MÜNCHEN (COMPUTERWOCHE) - Schlechte Nachrichten für Microsoft: Colleen Kollar-Kotelly, vorsitzende Richterin im Rest-Kartellprozess von neun einzelnen US-Bundesstaaten gegen den Redmonder Softwarekonzern, hat den erneuten Antrag von Microsoft auf Einstellung des Verfahrens abgelehnt. Die Gates-Firma hatte unterstellt, die Generalstaatsanwälte der Klägerstaaten seien nicht befugt, eine Bestrafung des Unternehmens zu fordern. Die bloße Tatsache, dass das Berufungsgericht im vergangenen Sommer den Fall an sie überwiesen hatte, habe diese Frage bereits hinreichend geklärt, so die Richterin.

Kollar-Kotelly wies ferner Vorwürfe zurück, die Klage der Bundesstaaten untergrabe die Autorität der Bundesregierung in Sachen Kartellrecht, weil sie den zwischen Justizministerium und neun anderen Staaten im vergangenen November erzielten Vergleich nicht akzeptieren wollten. Mit dieser Argumentation zitiere Microsoft eine Reihe anderer [Präzedenz-]Fälle, fehlinterpretiere dabei allerdings den Urteilstenor. Auch das DOJ und die vergleichswilligen Staaten hatten Microsofts Anliegen abgelehnt.

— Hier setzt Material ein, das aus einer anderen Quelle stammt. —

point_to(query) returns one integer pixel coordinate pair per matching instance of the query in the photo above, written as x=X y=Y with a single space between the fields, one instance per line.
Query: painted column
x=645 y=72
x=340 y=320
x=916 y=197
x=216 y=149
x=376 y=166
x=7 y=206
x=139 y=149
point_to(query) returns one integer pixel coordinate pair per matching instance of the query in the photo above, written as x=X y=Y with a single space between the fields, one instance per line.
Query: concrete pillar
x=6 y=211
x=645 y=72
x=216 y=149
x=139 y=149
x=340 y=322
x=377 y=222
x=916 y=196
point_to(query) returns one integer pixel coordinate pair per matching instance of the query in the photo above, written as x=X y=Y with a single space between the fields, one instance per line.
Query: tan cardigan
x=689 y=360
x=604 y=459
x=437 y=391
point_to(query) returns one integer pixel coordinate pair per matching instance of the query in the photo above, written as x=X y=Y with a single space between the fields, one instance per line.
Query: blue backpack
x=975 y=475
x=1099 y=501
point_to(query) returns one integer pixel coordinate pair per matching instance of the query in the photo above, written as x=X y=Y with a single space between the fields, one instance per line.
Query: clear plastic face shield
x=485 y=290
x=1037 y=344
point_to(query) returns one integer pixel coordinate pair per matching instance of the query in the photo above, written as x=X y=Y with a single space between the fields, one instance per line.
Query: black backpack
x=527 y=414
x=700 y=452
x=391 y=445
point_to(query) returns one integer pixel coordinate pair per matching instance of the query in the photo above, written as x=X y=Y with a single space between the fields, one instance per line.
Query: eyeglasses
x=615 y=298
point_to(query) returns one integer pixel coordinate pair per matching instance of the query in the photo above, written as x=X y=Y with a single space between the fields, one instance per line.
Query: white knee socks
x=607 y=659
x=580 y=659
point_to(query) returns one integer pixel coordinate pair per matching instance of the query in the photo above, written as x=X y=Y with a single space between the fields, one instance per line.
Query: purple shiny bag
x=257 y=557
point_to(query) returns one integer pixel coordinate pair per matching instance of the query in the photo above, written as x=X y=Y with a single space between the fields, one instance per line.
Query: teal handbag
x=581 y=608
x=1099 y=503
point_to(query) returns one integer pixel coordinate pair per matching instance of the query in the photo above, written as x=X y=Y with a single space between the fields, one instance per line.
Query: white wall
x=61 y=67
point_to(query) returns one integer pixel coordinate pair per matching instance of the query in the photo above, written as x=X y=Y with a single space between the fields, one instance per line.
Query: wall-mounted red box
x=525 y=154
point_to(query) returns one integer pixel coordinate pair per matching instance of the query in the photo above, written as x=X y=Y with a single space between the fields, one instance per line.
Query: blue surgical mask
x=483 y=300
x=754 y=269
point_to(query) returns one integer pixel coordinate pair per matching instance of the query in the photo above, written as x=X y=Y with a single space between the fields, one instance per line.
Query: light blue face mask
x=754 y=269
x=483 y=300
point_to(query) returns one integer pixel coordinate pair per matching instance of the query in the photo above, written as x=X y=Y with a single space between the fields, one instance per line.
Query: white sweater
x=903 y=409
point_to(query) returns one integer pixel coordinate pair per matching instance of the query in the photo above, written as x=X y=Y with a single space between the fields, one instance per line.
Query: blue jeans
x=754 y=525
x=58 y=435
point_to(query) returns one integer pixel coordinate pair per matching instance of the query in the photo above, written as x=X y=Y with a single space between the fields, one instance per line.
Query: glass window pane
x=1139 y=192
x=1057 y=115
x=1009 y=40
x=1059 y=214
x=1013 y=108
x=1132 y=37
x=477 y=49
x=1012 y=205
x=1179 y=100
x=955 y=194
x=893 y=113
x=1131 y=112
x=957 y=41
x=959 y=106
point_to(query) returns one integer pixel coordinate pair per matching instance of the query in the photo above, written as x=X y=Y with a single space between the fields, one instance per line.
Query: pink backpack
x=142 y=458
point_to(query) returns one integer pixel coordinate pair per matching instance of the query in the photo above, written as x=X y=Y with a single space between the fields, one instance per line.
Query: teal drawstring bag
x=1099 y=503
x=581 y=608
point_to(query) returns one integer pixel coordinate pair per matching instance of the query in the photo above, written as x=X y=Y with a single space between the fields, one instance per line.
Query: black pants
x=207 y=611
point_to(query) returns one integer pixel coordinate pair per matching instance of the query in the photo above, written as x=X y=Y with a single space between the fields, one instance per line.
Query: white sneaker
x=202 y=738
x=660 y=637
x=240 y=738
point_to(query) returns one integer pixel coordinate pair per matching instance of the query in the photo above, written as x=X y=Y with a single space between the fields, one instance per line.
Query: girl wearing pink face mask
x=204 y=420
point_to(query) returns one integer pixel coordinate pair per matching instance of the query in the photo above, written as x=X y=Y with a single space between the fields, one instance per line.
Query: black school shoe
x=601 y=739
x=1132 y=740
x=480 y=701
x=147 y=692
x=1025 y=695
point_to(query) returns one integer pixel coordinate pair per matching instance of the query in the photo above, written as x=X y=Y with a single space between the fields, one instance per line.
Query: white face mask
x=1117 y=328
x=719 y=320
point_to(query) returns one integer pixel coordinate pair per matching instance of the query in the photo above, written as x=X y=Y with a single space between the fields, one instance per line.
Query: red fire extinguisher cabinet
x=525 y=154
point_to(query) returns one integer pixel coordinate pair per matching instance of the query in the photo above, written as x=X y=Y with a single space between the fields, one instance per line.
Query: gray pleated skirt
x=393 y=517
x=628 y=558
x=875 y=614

Es untergrabe in verfassungswidriger Weise die Chance einzelner Staaten, Kartellklagen durchzufechten.

Nach der Entscheidung Kollar-Kotellys ist nun der Weg frei für die Schlussplädoyers beider Prozessparteien am Mittwoch kommender Woche. Microsoft-Sprecher Jim Desler erklärte, das Unternehmen prüfe die Angelegenheit und habe über eine mögliche Berufung noch nicht entschieden. (tc)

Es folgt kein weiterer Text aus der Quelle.